Let’s go figure out other opportunities either in our portfolio, or you may have other business ideas. And this is why again, I think you see VC’s quite frankly often backing entrepreneurs who weren’t successful in their first endeavor because as long as those things are handled well, I think the process of growing and learning through those experiences can be incredibly valuable.
ALISON BEARD: You talk in the book a lot about how the relationship between an investor and an entrepreneur is like a marriage, but it’s a polygamous one right? Because the entrepreneur might have other investors and you have all of your portfolio companies that you need to think about. So, how does everyone make sure that they’re devoting enough time to that relationship?
SCOTT KUPOR: Yeah, it’s great. Actually it’s funny. I hadn’t thought about the polygamist part of it. That’s actually interesting. The thing that I do mention in the book, a bit tongue in cheek, is actually the tenure, the length of these marriages actually are often longer than real marriages. I think in the U.S. the number I found was the average tenure of a marriage in the U.S. is about eight years, whereas we will often be 10 or 12 years into these companies. So, it is truly kind of even something greater than our marriage in that respect.
Inevitably as you’d expect in most organizations, there are often individuals who devote more time or kind of dive deeper into the day-to-day kind of being a board member than do others. But as it relates to the entrepreneur, again I think a lot of the onus quite frankly is on the entrepreneur here to figure out kind of what do I want from these individuals and maybe there are some who are better at helping me on sales and marketing. And maybe there are others who are better at helping me on thinking through financial issues. So, a lot of what I think happens there is the entrepreneur herself kind of directing the venture capitalist and tapping into them in a way that makes a lot of sense.
ALSION BEARD: How do you make sure that you’re getting more love than all the other portfolio companies?
SCOTT KUPOR: I think the best way though as an entrepreneur is just to have that open and honest conversation with your board member in this case, and say hey, like, this is what I’m getting from other venture firms, or when we entered into the relationship, this is what I expected I’d be getting from you and quite frankly hold them accountable just like you would hold an executive accountable in your own organization as to objectives and promises.
ALISON BEARD: Like many venture capitalists, you used to be on the other side of this. You were an entrepreneur who helped start companies. What did you get right and wrong back then?
SCOTT KUPOR: Well, so, I was part of a group of folks in a company called LoudCloud back in 1999 which many of you have probably never heard of because of the company, at least as LoudCloud kind of didn’t exist in its current incarnation for very long.
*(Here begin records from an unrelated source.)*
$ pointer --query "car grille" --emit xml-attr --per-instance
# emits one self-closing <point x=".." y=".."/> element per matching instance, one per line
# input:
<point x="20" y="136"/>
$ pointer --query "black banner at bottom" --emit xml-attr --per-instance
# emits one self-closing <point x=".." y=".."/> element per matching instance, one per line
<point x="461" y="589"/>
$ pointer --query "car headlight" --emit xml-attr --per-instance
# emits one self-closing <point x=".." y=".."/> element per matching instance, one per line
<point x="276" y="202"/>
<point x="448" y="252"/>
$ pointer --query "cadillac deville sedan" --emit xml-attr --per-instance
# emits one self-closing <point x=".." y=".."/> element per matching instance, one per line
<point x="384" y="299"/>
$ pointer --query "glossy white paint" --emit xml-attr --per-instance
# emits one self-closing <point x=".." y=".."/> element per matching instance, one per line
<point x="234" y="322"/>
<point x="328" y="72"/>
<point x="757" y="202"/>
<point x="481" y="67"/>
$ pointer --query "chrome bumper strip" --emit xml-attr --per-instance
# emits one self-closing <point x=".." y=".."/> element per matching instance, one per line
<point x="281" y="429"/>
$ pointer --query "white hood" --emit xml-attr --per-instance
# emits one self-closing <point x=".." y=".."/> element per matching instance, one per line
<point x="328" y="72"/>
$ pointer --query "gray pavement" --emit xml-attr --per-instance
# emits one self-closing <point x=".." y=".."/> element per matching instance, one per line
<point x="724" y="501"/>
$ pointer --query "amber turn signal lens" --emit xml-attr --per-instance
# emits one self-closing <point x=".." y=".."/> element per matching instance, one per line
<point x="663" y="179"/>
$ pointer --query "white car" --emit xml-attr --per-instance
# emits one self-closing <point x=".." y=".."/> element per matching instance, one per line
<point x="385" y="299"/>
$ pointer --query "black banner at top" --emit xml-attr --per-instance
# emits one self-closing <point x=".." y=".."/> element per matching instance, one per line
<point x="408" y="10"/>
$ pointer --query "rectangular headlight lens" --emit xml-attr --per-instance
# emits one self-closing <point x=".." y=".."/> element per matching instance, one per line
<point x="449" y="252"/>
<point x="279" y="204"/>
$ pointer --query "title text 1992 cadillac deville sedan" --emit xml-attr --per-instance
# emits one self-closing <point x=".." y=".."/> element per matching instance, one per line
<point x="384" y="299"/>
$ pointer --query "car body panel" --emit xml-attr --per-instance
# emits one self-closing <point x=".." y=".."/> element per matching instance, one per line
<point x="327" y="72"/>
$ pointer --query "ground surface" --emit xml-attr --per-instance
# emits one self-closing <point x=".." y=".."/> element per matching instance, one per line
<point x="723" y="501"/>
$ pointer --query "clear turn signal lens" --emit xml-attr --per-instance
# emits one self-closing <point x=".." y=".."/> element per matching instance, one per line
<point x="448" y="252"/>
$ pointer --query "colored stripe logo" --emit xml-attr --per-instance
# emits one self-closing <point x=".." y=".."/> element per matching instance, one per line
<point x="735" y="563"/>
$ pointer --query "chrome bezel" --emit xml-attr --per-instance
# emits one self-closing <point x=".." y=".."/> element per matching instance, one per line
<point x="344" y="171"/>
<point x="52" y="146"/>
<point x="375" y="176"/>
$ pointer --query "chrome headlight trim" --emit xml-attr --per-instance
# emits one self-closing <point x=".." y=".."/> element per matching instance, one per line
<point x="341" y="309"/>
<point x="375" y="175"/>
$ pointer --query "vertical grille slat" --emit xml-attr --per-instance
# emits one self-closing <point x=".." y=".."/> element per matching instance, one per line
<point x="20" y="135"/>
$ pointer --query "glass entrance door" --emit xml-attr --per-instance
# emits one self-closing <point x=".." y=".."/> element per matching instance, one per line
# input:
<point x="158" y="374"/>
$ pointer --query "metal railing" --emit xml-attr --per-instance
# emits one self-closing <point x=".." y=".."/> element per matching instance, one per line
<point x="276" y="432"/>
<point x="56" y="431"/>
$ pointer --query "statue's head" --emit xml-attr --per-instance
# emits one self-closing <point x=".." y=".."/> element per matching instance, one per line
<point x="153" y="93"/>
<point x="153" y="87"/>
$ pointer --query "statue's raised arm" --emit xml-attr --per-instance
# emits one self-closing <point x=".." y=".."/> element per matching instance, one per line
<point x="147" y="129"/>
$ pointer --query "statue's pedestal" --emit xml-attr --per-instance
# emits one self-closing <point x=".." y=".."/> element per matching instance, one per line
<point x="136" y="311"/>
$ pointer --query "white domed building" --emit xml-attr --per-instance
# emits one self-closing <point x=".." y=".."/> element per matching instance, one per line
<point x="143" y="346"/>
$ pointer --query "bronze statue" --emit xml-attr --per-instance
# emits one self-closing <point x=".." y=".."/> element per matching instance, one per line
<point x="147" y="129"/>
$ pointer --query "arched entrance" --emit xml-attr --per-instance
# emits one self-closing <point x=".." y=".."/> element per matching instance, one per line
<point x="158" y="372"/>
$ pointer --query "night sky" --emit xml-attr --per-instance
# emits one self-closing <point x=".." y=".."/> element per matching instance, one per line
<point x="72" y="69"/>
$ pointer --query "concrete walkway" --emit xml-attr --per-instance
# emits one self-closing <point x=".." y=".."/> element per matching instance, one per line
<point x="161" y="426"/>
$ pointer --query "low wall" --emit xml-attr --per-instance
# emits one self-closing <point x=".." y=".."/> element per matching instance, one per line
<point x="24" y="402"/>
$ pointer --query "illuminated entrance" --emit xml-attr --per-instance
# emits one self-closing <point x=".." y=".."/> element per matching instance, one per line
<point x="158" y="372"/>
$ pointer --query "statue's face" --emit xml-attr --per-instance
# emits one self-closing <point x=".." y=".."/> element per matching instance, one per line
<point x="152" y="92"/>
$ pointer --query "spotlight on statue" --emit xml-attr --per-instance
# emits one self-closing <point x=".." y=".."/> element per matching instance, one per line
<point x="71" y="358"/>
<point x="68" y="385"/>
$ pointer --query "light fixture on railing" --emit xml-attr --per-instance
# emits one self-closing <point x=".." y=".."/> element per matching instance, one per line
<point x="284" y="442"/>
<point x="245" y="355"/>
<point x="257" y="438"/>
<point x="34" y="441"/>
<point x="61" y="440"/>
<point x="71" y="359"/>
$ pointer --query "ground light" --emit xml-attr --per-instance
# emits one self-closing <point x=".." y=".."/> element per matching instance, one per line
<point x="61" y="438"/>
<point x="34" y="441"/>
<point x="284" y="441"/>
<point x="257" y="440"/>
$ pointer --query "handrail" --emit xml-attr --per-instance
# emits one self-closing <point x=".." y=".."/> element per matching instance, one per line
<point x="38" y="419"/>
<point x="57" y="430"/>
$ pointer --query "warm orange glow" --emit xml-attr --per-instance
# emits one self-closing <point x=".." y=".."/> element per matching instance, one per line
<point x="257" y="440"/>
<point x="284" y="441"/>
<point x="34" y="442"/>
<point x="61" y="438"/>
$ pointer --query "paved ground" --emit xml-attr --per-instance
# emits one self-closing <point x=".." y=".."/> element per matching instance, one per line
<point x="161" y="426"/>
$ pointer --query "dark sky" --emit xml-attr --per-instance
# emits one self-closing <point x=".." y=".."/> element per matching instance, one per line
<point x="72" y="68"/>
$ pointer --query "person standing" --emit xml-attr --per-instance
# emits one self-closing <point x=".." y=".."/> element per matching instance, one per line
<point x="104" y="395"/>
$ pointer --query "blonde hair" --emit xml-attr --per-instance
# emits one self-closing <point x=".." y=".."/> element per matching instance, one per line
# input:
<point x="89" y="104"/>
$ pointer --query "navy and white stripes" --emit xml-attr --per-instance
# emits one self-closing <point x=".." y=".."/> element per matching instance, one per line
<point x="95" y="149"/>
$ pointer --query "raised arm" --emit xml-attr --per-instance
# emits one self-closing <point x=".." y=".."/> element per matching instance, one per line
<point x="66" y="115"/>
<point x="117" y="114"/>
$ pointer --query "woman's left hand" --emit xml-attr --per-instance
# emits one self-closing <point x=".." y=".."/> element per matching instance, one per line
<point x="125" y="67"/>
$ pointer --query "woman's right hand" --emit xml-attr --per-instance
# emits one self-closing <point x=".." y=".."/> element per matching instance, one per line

But we were basically trying to build what is Amazon Web Services today. So, we had this idea that compute could be a pure utility and that you ought to be able to as a developer, write your code, and then not have to worry about what was the servers that ran that code, or what was the networking equipment that ran that code.
And as we now kind of, with the benefit of hindsight can look back on, it was a great idea that unfortunately was probably 10 years too early. And I think that’s to me, its actually one of the most interesting lessons of that entrepreneurship experience as well as what we do in venture capital which is oftentimes, timing is actually really important for these things. There are lots of ideas that actually didn’t work in ‘99, 2000 that could work today because of the size of the market opportunity and the advancement of technology.
ALISON BEARD: And since that time, how has the venture capital industry changed? It’s exploded. It’s much more powerful now, right?
SCOTT KUPOR: Absolutely. Yeah. The business has changed quite a lot. If you think about it, the biggest thing that’s changed over the last 10 to 15 years is it used to be that capital was the scarce component in the set of, the instrument of venture capital I guess I should say. And the venture capitalist had the capital and therefore quite frankly, they had the power relative to entrepreneurs because they owned the scarce resource.
The biggest thing that’s changed over the last 10 to 15 years is capital is no longer scarce. So, really two things have happened to facilitate that. One is just that the amount of capital that it takes to start a company is a lot less than it used to be and that’s a function of just, declining costs on software and hardware and networking, and all kinds of wonderful things that we benefit from.
And the second thing that’s happened is just more and more people have entered the space. So, there are a lot more venture capital firms. There are a lot more people who may not be traditional venture capital firms, but are in other segments of the asset market who also play. And so, it’s created this wonderful ecosystem where the balance of power really has kind of shifted in many respects to the entrepreneur through a more choices than ever for entrepreneurs in terms of accessing capital. And what we think that means now is that the industry has to recognize that capital loan will no longer differentiate you in this market.
ALISON BEARD: It’s interesting though. You mentioned the balance of power because in the book you talk about the growing concentration of assets and certain VC firms, and then VC investments in later stage companies, or startups with proven founders. So, it seems as if smaller players, first time entrepreneurs don’t really have power.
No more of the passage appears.